The human cost of those crimes? It's hard to say for sure, given the administration's penchant for secrecy (understandable, because the president was warned as early as January 2002 of "the threat of domestic criminal prosecution under the War Crimes Act" by his then-chief counsel, Alberto Gonzales). But when the nongovernmental Detainee Abuse and Accountability Project examined thousands of pages of internal government records, it documented more than 330 cases "in which U.S. military and civilian personnel are credibly alleged to have abused or killed detainees" at "U.S. facilities throughout Afghanistan, Iraq and at Guantanamo Bay."
A McClatchy Newspaper Group report released a few weeks ago came to a similar conclusion, finding that brutal mistreatment of prisoners was routine in Afghanistan and at Guantanamo, even though in many cases the abused detainees had no ties to al-Qaida.
Did all this violate U.S. and international law? You betcha. The United States is party to the U.N. Convention Against Torture, and torture is also a federal crime. At the time most of the abuses were committed, the War Crimes Act also criminalized violations of Common Article 3 of the Geneva Conventions, which prohibits "cruel treatment and torture (and) outrages upon personal dignity." And under the doctrine of "command responsibility," senior civilian and military leaders could all face criminal liability for authorizing or tolerating the abuses.
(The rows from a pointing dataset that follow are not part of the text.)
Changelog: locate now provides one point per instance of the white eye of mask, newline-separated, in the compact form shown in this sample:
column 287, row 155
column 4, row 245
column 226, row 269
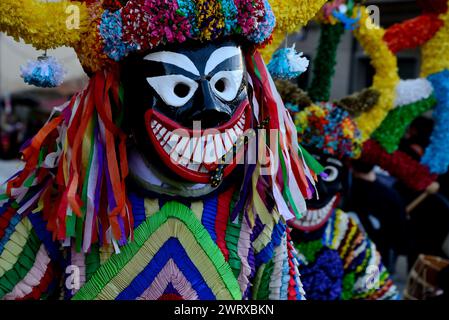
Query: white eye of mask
column 226, row 84
column 175, row 90
column 332, row 173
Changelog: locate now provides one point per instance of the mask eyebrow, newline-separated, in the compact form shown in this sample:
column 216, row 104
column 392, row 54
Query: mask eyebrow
column 220, row 55
column 177, row 59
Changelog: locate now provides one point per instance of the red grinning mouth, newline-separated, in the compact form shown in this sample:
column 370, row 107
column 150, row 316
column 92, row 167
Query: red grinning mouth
column 194, row 153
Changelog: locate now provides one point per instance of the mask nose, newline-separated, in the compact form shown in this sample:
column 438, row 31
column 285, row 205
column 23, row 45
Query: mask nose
column 213, row 112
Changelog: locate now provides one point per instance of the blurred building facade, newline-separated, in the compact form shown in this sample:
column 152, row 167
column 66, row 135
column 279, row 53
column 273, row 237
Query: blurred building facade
column 353, row 71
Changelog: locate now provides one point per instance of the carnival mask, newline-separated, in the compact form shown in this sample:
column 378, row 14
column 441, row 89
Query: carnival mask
column 329, row 185
column 188, row 107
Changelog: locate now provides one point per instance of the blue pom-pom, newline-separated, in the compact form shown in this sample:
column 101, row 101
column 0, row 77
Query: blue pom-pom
column 348, row 22
column 111, row 32
column 436, row 156
column 286, row 63
column 45, row 72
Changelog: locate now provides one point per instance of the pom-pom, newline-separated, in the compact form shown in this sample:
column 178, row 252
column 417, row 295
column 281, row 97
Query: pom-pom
column 329, row 129
column 45, row 72
column 292, row 95
column 359, row 102
column 348, row 22
column 287, row 63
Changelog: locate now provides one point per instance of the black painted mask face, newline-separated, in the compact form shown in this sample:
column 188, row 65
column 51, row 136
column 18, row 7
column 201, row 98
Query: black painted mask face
column 172, row 94
column 328, row 187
But don't hold your breath. As far back as 2001, administration lawyers were crafting legal opinions designed to shelter their bosses from any future criminal liability, and much evidence has since been hidden and destroyed. Then in 2006, the GOP-dominated Congress amended the War Crimes Act — with retroactive effect — to make future prosecutions almost impossible.
In any case, neither Democrats nor Republicans have the stomach for criminal proceedings against high-ranking current or former officials who still retain substantial public support. Meanwhile, no international tribunal is ever likely to have jurisdiction over the U.S. participants involved in the abuses.
But that doesn't mean we should give up on accountability. John McCain and Barack Obama should be urged to establish a high-level, nonpartisan "truth commission" with robust subpoena powers early in 2009. That commission should investigate, hold hearings and issue a public report on responsibility for torture, war crimes and other abuses committed during the Bush administration.
Such a panel wouldn't satisfy those who'd like to see Bush and Cheney in prison garb, but it would be a major step toward undoing the damage the administration did to our reputation as a nation committed to human rights. And as more incriminating details come out — and they will — some Bush-Cheney fan club members might even turn in their membership cards.
Rosa Brooks is a professor at the Georgetown University Law Center.